The DRY principle is pretty simple. Don't Repeat Yourself. When you find yourself reaching for the copy/paste commands, you're probably creating some technical debt. If you copy/paste a method or class from one part of your application to another with the intent to make a small change in the copy, there's a very big chance that those two implementations will begin to drift. Maybe a bug needs to be fixed in both, but the developer performing the fix doesn't know that the copy took place: they'll fix some occurrences of the bug but allow others to continue. Even when you know about both copies, you may find yourself doing double the work each time you need to make a change to one of them. It's costly in development time, brain cycles, and QA time.

Strangely, I find that when the technical debt brought on by a DRY violation is particularly bad, the solution involves deliberately causing yet more duplication in the short term. Sometimes, you need to take a DIP to get DRY.

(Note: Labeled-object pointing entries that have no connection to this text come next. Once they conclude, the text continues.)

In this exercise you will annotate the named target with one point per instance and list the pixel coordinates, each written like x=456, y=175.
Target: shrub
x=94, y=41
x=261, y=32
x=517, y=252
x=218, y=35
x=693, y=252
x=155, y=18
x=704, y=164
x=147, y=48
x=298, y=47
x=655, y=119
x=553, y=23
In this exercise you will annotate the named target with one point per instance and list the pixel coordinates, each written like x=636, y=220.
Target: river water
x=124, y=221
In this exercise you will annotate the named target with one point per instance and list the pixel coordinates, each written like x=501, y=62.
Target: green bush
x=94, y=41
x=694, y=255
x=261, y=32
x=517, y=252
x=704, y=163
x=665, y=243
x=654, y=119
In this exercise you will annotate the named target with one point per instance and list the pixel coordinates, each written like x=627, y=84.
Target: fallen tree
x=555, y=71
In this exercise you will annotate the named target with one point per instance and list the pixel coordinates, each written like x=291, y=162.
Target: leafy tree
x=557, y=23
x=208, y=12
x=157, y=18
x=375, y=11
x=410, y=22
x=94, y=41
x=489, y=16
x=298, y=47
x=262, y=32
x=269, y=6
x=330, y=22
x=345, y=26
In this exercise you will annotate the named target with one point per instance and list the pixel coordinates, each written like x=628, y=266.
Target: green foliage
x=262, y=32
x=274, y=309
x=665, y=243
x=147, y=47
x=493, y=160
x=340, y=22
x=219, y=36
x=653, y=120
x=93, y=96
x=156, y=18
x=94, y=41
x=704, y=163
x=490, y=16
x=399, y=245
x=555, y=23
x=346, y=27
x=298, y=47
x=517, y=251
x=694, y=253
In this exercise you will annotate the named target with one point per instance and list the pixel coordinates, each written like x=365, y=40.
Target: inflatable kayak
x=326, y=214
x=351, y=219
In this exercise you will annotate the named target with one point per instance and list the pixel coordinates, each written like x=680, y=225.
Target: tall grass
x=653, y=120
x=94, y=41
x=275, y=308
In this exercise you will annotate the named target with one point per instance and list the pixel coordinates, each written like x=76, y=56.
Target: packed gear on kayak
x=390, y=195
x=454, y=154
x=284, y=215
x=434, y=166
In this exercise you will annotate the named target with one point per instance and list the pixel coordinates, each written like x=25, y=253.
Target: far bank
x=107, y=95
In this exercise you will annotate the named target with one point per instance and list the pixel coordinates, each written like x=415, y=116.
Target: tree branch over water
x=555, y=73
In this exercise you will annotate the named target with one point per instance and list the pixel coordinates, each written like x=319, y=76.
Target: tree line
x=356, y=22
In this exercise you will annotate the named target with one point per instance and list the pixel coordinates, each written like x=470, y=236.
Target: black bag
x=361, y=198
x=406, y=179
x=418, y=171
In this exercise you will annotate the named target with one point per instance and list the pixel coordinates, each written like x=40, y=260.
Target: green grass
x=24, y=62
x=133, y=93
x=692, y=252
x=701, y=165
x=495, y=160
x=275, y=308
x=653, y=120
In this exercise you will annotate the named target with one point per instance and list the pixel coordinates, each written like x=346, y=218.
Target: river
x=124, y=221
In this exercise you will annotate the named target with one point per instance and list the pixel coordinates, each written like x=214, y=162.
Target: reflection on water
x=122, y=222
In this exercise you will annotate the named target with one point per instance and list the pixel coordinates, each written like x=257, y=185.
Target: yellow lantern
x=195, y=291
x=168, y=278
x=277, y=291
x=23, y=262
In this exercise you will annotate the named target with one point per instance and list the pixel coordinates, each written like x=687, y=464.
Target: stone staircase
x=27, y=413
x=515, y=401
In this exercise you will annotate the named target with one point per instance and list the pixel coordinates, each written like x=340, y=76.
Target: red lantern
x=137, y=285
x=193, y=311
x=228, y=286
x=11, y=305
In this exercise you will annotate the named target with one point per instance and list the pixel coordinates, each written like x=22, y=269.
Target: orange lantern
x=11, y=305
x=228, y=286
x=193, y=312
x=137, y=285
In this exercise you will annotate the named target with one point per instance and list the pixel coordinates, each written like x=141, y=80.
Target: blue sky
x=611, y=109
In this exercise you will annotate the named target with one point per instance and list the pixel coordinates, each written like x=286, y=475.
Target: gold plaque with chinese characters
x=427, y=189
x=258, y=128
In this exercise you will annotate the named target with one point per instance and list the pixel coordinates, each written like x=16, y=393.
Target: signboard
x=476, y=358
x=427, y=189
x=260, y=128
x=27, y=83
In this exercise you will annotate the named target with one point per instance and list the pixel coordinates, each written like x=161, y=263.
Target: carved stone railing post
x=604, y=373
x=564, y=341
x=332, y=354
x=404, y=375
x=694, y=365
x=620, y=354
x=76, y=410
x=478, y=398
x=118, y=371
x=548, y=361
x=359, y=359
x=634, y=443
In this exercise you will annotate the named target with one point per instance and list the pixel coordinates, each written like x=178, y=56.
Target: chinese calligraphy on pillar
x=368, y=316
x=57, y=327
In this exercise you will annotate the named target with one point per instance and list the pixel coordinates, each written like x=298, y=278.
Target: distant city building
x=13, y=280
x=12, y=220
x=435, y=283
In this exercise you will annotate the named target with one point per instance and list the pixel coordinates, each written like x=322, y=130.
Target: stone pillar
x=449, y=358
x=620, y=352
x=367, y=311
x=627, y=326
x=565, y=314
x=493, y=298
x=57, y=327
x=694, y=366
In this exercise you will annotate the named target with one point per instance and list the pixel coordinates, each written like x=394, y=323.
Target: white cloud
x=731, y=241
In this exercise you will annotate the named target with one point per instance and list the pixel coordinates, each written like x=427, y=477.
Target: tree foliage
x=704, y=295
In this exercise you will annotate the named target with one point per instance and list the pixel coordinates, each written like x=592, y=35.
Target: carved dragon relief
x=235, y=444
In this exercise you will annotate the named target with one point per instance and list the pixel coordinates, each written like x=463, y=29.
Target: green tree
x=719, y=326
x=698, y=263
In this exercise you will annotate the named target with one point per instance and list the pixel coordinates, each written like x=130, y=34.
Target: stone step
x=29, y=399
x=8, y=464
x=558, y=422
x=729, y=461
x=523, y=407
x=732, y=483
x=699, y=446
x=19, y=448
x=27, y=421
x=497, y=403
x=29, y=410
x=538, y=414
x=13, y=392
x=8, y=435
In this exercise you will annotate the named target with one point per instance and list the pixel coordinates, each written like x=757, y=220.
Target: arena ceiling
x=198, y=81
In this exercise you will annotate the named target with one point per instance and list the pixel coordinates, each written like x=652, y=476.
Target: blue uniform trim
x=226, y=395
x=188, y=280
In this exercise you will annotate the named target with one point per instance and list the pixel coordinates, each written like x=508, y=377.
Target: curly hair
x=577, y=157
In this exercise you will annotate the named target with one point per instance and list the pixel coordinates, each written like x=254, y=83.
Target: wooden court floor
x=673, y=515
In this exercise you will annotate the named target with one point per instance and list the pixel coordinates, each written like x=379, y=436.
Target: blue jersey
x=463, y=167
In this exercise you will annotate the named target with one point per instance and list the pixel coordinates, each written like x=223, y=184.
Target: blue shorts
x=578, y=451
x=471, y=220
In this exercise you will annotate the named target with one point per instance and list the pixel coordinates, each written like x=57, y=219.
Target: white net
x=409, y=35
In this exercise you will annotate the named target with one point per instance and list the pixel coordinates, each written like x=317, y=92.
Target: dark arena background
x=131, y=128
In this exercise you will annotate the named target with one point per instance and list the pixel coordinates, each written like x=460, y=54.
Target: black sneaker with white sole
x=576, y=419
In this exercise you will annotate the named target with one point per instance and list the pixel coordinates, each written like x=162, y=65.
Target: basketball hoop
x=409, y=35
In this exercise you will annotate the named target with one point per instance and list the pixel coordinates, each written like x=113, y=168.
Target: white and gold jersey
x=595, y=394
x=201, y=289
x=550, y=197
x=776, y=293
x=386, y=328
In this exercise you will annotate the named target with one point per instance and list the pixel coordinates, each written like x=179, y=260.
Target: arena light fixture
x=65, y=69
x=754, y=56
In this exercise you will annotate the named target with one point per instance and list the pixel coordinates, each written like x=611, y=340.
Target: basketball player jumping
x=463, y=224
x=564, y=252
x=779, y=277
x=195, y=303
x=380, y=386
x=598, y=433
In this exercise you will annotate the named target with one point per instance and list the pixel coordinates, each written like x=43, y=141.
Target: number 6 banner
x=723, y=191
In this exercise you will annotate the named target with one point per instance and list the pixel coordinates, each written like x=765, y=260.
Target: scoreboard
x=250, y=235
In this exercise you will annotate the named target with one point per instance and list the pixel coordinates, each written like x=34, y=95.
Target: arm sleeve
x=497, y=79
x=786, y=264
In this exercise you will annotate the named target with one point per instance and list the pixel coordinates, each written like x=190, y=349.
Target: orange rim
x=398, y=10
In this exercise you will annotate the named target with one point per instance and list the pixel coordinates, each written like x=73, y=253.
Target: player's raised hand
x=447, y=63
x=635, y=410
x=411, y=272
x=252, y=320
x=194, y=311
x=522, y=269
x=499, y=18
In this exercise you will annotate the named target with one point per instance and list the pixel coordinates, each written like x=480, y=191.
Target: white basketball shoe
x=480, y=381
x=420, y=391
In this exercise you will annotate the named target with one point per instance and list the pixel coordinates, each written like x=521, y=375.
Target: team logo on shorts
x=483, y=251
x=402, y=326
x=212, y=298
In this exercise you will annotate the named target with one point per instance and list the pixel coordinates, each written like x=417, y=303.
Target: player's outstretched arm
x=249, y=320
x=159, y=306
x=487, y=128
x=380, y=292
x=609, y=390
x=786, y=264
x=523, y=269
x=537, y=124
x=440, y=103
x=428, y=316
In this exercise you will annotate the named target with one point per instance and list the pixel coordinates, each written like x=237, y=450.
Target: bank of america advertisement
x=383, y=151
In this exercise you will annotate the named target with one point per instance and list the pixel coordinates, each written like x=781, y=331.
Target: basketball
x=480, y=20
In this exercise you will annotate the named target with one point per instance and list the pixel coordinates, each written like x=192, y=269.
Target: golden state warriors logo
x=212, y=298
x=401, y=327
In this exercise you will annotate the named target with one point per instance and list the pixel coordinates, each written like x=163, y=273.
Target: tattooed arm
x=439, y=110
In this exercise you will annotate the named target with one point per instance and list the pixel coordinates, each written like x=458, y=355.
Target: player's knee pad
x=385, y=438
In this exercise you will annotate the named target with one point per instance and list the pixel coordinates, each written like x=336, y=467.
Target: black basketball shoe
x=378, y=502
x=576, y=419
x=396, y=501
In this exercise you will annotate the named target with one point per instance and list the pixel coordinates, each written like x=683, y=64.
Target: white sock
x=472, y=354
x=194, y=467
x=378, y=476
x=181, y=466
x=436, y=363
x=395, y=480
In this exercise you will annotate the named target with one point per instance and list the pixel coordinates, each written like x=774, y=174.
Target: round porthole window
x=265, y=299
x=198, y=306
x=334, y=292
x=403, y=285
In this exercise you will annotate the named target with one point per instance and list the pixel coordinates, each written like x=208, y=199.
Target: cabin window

A DRY Violation in the Wild

I was faced with a large DRY violation this week. Earlier in the history of this project, a class was written in the UI layer to perform some relatively complex validation to ensure the user properly filled out a set of options. The validation rules weren't rocket science, but they also weren't trivial rules like 'Field A is required' or 'Field B cannot exceed 20 characters'. All told, it was about 150 lines of logic split out over about 10 methods. Eventually, the same rules needed to be applied in a related EXE that has no UI, and at that point in time the logic was copied, pasted into an assembly that the other EXE had access to, and tweaked slightly to fit in its new home. Naturally, the problem got worse since then, as both versions drifted away from each other.

Once this problem was discovered, I was tasked with resolving the duplication by phasing out the deprecated UI implementation. The new UI would defer to the newer implementation, so both EXEs would share the same code. Because of the drift, it wasn't clear whether doing this the quick-and-dirty way would be remotely safe: there was a good chance the new implementation was missing important rules enforced in the UI version. Viewing a diff between the two files wasn't helpful, as so much had been tweaked, renamed, and refactored on both sides. You could tell they were effectively doing the same thing, but the details were too difficult to discern all at once.

Duplicate It Purposely

When faced with this kind of DRY violation, my first step is to make the situation more clear by deliberately introducing even more blatant duplication. I Duplicate It Purposely (DIP). I start with a diff between the two files, and identify the low-hanging fruit: code that is only superficially different due to things like variable and method renames. I start by making superficial changes to the deprecated code, making it look more and more like the version I want to keep around. The workflow might look like the following:

  1. View a diff. Rename variable. Rename variable. Rename method. Commit.
  2. View a diff. Rename method. Extract method. Reorder members. Commit.
  3. View a diff. Inline method. Extract variable. Commit.
  4. View a diff...

After these quick, low-risk, automatable refactorings are applied to the deprecated code, the diff becomes more illuminating. You may finally see that the two implementations truly are doing the same thing, in which case it's time to drop the original in favor of the second. In my case, on the other hand, I got to a point where it was clear there were a few places where the logic actually did differ. In fact, the differences highlighted a real bug in the version I had intended to keep, and I never would have realized that just comparing the two original files to each other. Armed with a useful diff, I was able to alter the newer code to cover the missing scenarios.

At that point, I had two code files that were almost character-for-character the same. The class names were different, but that was about it. I could now safely drop the original and point the UI at the newer, corrected, shared version.

Even when fixing a small-scale DRY violation, such as refactoring two suspiciously-similar methods within a single class, I find myself doing this. I start by making the duplication painfullly obvious by making them look as much like each other as possible. That extreme duplication highlights the actual differences, giving useful hints as to how to best rephrase both implementations.